Wednesday 11 August 2010

The Iran-Hamas Alliance for Public Executions in Palestine

Iran suggested to Hamas that it should announce that people suspected of collaborating with Israel would be pardoned if they handed themselves in, and then execute them in public, as a way of influencing public opinion and deterring people from collaborating with Israel.

The suggestion came up in early April in a meeting held in Syria between Iran and Hamas, which was attended by senior officials from Hamas's intelligence and foiling disposition.

Hamas was told that in Iran, public executions were the most effective way of quelling the opposition's activity, and that sometimes people threatened with public execution were willing to go a long way in order to save themselves from public disgrace, preferring to be executed in private and avoid public humiliation for themselves and their families. For this reason, the Iranians advised Hamas that the more public executions there were, the better, and that Hamas shouldn't be put off by the threat of international criticism, since this was being aimed at both Hamas and Iran in any case.

In answer to a question from senior Hamas politicians, the senior member of Iranian intelligence attending the meeting said that it would be discovered in due course that the offer was a trap, but that Hamas was under no obligation to treat anyone collaborating with Israel fairly, and that once a large number of these facilitators had handed themselves in, there would be a mass public execution that would have a dramatic effect on public opinion. The whole process would also help Hamas improve its status inside the Gaza Strip, where internal difficulties and the external siege were diminishing its control.

Another Hamas man claimed that serious mistakes had been made in the past, when innocent people were executed on false charges of collaborating with the enemy. He said that at the end of the day, the people being executed by Hamas were petty criminals rather than collaborators, which would make it even harder for Hamas to achieve legitimization inside the Gaza Strip. As an example, he mentioned Nasser Abu Farakh, a small-time car thief who had confessed under interrogation to being an agent working for Israel, but who had turned out to have been nothing of the sort. The organization was having a hard time admitting this, despite allegations from Farakh's family. He also brought up other cases in which there was evidence of citizens exploiting Hamas's call to settle personal accounts with other citizens by incriminating them as collaborators and having them executed.

A major in the Syrian air force intelligence, who was running the course together with the Iranians, answered that the execution of petty criminals who were a scourge to Palestinian society would be no bad thing, and added that there was a proverb that said that all was fair in love and war, so there was no need to be deterred by this insignificant price that had to be paid.

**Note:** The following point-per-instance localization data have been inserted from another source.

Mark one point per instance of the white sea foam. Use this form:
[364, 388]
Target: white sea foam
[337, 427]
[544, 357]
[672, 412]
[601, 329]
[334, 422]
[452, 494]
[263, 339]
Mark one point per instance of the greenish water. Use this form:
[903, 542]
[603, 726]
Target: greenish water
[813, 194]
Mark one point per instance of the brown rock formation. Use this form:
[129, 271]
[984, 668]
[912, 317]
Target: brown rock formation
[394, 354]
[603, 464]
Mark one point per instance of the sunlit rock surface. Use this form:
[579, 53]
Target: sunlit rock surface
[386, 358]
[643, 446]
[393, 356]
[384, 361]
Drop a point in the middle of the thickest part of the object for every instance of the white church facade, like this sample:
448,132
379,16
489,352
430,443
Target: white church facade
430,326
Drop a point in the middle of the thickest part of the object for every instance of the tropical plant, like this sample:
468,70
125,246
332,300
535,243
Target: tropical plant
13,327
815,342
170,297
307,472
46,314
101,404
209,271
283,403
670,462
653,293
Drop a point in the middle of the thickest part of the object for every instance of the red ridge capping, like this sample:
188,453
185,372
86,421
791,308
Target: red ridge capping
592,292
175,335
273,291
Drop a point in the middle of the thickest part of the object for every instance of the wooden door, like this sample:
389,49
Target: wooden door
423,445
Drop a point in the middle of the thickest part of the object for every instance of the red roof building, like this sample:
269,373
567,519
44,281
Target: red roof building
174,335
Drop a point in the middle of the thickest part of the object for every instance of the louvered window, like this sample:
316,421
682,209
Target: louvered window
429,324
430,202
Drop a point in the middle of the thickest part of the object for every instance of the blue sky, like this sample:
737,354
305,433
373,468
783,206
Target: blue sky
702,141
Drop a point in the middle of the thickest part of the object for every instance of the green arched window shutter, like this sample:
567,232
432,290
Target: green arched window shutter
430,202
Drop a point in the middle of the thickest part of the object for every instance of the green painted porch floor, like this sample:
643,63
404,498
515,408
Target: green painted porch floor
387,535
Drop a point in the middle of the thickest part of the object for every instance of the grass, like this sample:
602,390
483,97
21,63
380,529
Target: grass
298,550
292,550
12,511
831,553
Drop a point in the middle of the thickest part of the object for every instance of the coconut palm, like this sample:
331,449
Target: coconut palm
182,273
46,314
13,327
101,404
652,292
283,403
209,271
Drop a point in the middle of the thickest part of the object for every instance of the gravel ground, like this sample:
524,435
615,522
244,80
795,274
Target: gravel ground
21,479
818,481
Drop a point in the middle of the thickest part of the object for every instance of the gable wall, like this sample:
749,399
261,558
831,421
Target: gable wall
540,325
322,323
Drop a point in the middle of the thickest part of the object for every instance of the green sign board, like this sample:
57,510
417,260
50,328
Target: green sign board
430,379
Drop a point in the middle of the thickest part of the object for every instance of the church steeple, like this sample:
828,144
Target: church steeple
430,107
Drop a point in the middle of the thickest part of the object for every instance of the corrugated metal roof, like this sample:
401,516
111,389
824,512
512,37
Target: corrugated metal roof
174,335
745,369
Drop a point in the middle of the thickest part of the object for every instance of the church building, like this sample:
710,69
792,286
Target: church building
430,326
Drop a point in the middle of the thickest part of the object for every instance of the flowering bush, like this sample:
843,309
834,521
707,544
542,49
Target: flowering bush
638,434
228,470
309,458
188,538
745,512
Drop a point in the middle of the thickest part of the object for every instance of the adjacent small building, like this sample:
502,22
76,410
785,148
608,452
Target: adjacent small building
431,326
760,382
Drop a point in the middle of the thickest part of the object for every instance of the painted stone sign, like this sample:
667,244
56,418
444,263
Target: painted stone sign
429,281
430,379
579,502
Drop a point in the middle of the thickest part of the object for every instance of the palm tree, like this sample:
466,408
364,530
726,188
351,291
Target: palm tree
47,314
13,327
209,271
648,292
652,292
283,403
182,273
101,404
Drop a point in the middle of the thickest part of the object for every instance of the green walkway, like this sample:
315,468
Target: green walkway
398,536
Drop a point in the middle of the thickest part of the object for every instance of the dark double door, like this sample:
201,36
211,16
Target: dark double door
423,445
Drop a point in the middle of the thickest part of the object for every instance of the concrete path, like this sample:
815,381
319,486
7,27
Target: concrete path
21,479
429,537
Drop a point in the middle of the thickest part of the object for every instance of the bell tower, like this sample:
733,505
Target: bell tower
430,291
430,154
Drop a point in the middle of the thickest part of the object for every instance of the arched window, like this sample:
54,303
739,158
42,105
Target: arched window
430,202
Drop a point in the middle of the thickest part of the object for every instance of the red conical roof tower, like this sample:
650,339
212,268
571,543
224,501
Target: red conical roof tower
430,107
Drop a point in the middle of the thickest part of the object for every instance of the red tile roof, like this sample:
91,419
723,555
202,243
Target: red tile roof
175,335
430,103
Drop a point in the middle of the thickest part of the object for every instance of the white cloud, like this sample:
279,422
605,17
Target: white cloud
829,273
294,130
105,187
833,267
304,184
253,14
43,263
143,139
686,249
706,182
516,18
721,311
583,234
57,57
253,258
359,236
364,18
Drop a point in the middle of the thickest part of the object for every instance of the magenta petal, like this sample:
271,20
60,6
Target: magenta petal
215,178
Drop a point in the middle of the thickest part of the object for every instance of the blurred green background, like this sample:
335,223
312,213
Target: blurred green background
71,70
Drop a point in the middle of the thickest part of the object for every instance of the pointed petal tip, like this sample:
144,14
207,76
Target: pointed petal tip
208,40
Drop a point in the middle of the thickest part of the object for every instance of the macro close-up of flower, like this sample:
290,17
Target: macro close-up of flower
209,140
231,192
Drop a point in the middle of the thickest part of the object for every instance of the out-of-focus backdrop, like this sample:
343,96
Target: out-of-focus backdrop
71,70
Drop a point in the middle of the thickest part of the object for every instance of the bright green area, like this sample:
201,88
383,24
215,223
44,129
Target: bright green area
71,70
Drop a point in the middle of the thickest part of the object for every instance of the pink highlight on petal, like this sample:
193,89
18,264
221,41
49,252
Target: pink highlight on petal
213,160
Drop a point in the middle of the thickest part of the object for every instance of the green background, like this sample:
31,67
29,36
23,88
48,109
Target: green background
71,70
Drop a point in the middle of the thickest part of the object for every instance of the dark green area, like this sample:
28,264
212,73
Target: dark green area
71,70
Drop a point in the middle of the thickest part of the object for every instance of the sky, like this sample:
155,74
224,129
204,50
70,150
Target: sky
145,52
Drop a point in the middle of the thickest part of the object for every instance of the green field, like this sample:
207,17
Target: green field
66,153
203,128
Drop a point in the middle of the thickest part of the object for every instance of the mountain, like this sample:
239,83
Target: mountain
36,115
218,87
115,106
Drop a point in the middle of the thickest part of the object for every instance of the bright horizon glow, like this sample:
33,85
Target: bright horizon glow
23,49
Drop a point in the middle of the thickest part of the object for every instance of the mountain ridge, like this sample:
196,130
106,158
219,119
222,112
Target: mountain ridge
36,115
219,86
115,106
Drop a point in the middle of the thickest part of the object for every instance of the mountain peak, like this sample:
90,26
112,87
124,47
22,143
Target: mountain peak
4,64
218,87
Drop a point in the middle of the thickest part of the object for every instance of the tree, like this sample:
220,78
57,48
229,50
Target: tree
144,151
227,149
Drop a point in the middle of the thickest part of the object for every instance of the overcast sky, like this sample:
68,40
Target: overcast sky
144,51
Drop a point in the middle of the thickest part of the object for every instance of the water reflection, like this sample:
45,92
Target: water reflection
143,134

On 8 May 2010, the first part of the plan was put into action, with Hamas's interior ministry in the Gaza Strip issuing a formal announcement which stated that all those collaborating with the forces of occupation were being offered a chance to hand themselves in by July 2010 and be pardoned. Due to the lack of response, and following Hamas's consultation with the Iranians in Syria, the Iranians recommended that Hamas issue a public announcement stating that many people had already handed themselves in, and that due to the success of the scheme, the movement was extending the deadline.